David Case was doomed. Everywhere he looked he saw threats: plane crashes, car crashes, bird flu, serial killers, nuclear waste, alien invasions. The dark malevolence of it weighed on him and wrapped itself around him. This preoccupation with impending tragedy started when he caught his little brother about to leap out the window, attempting flight. Had David been two seconds slower to the rescue, little Charlie would be dead.
Hence, David's new preoccupation with Fate. What do you do when Fate has it in for you? If you're David, you change your name and maybe Fate won't find you. So David Case becomes the more tentatively named Justin Case. Nothing bad can happen to him because he really doesn't even exist. Little does he know that Fate is a character in the novel Just in Case, too, appearing every now and then in short, bold-faced chapters, just to remind us of its existence.

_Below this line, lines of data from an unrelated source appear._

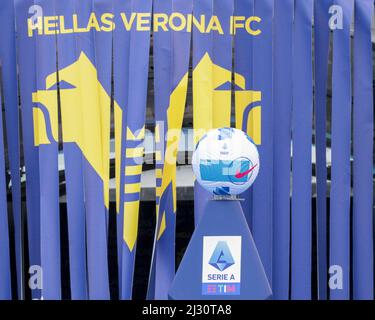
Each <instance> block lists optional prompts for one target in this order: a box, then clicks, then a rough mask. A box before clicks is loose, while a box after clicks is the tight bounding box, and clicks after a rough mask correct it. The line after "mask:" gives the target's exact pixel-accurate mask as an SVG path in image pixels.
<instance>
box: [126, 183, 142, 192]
mask: <svg viewBox="0 0 375 320" xmlns="http://www.w3.org/2000/svg"><path fill="white" fill-rule="evenodd" d="M140 190H141V184H140V183H132V184H126V185H125V193H127V194H130V193H138V192H139V191H140Z"/></svg>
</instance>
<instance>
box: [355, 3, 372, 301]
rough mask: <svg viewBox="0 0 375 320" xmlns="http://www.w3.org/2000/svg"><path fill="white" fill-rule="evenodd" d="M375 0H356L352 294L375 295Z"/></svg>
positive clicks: (356, 294) (367, 297) (355, 23)
mask: <svg viewBox="0 0 375 320" xmlns="http://www.w3.org/2000/svg"><path fill="white" fill-rule="evenodd" d="M373 14H374V1H372V0H362V1H356V2H355V35H354V75H353V76H354V81H353V83H354V114H353V118H354V137H353V144H354V167H353V178H354V181H353V184H354V185H353V197H354V199H353V295H354V299H366V300H372V299H374V286H373V284H374V269H373V268H374V252H373V176H372V166H373V148H374V147H373V144H374V122H373V119H374V109H373V108H374V97H373V88H372V82H373V70H372V43H371V22H372V18H373Z"/></svg>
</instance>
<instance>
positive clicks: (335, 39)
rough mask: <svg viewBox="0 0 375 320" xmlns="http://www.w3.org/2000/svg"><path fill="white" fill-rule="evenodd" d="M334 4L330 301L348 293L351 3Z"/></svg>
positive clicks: (332, 93) (349, 256)
mask: <svg viewBox="0 0 375 320" xmlns="http://www.w3.org/2000/svg"><path fill="white" fill-rule="evenodd" d="M335 3H336V4H337V5H340V6H342V8H343V14H344V17H343V20H344V21H343V29H342V30H340V29H336V30H334V31H333V70H332V169H331V180H332V182H331V199H330V201H331V203H330V210H331V211H330V266H337V267H338V268H341V270H342V285H343V288H333V289H332V288H331V290H330V298H331V299H333V300H336V299H339V300H342V299H349V294H350V283H349V281H350V279H349V271H350V270H349V268H350V146H351V143H350V139H351V102H352V88H351V65H350V24H351V20H352V15H353V8H354V1H353V0H336V1H335Z"/></svg>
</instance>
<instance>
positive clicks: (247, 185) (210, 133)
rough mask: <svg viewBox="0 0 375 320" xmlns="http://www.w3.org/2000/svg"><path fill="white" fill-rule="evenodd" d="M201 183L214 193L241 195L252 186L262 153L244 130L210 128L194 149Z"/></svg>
mask: <svg viewBox="0 0 375 320" xmlns="http://www.w3.org/2000/svg"><path fill="white" fill-rule="evenodd" d="M192 162H193V171H194V174H195V177H196V178H197V181H198V183H199V184H200V185H201V186H202V187H203V188H204V189H206V190H208V191H210V192H212V193H213V194H214V195H219V196H231V195H238V194H241V193H243V192H244V191H246V190H247V189H249V188H250V186H251V185H252V184H253V183H254V181H255V179H256V177H257V176H258V173H259V153H258V150H257V147H256V146H255V144H254V142H253V140H252V139H251V138H250V137H249V136H248V135H247V134H246V133H244V132H243V131H241V130H238V129H233V128H221V129H214V130H211V131H209V132H208V133H207V134H206V135H204V136H203V137H202V139H201V140H200V141H199V142H198V144H197V146H196V148H195V151H194V153H193V161H192Z"/></svg>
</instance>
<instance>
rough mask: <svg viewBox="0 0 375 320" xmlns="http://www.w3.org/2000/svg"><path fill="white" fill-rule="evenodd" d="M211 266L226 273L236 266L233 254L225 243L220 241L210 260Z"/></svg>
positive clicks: (223, 241) (218, 243)
mask: <svg viewBox="0 0 375 320" xmlns="http://www.w3.org/2000/svg"><path fill="white" fill-rule="evenodd" d="M210 265H211V266H213V267H214V268H216V269H218V270H219V271H224V270H225V269H227V268H229V267H230V266H232V265H234V260H233V257H232V254H231V253H230V250H229V247H228V244H227V243H226V242H225V241H219V242H218V243H217V246H216V248H215V250H214V253H213V254H212V257H211V259H210Z"/></svg>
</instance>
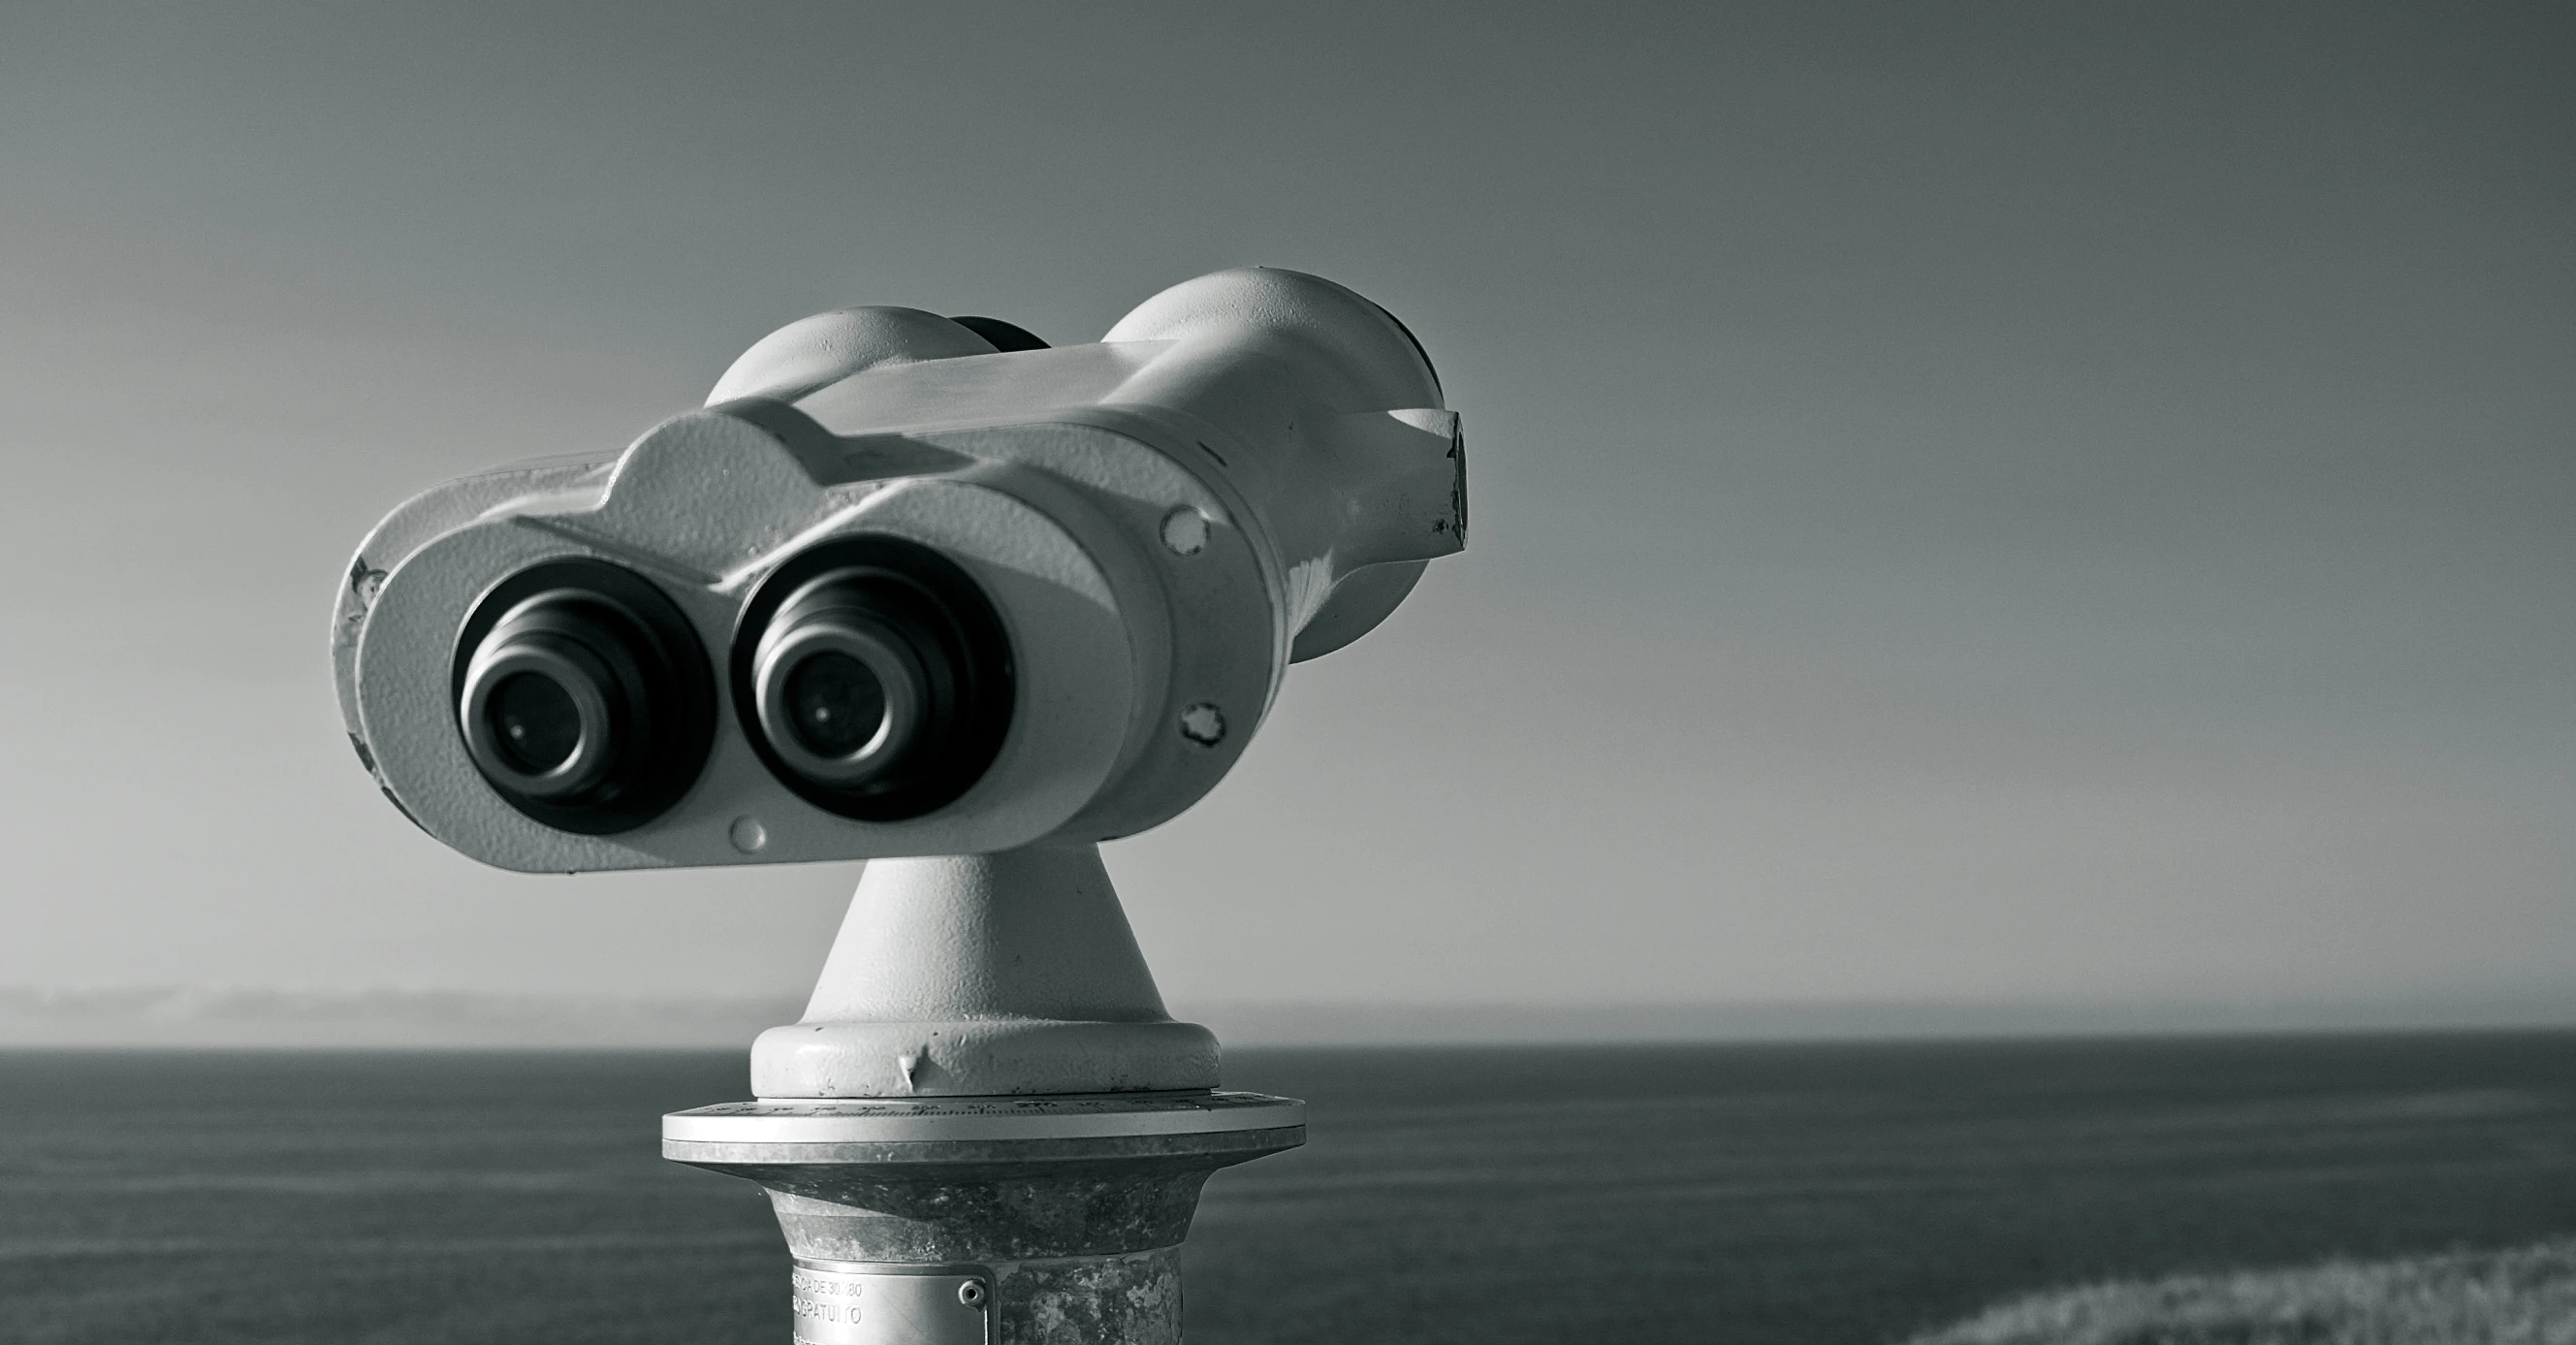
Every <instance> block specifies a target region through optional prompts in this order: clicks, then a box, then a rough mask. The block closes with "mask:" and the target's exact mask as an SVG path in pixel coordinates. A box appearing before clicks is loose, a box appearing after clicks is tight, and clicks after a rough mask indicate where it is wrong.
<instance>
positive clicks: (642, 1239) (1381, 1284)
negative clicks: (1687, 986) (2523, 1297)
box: [0, 1033, 2576, 1345]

In case we forget. Just in case.
Meg Rosoff won the 2005 Michael L. Printz Award for young adult literature for her first novel, How I Live Now, the story of a 15-year-old girl who goes to live with relatives in England, only to find herself caught up in the outbreak of the third world war. The first-person voice she created was perfect for putting readers right in the head of her self-absorbed teenager. David Case is self-absorbed, too, but the third-person voice here provides more space for the working out of this rich tale not just David's story or Justin's story, but Fate's, too.
In escaping Fate, Justin attaches himself to a band of quirky characters who will help him move beyond his self-absorption into the fold of family and friends. But that's how David's tale is resolved. Before he gets there is the heart of the book, a quest of sorts, including an invisible dog, a first sexual encounter, a plane crashing into the airport right where Justin had been standing moments before, and an almost fatal disease. Fate plays a particularly rough game of cat and mouse with David, whose mouse's tale is notable for electric prose, ruminations about life, death and fate, and characters who are larger than life, larger than fate.
Dean Schneider is an English teacher in Nashville.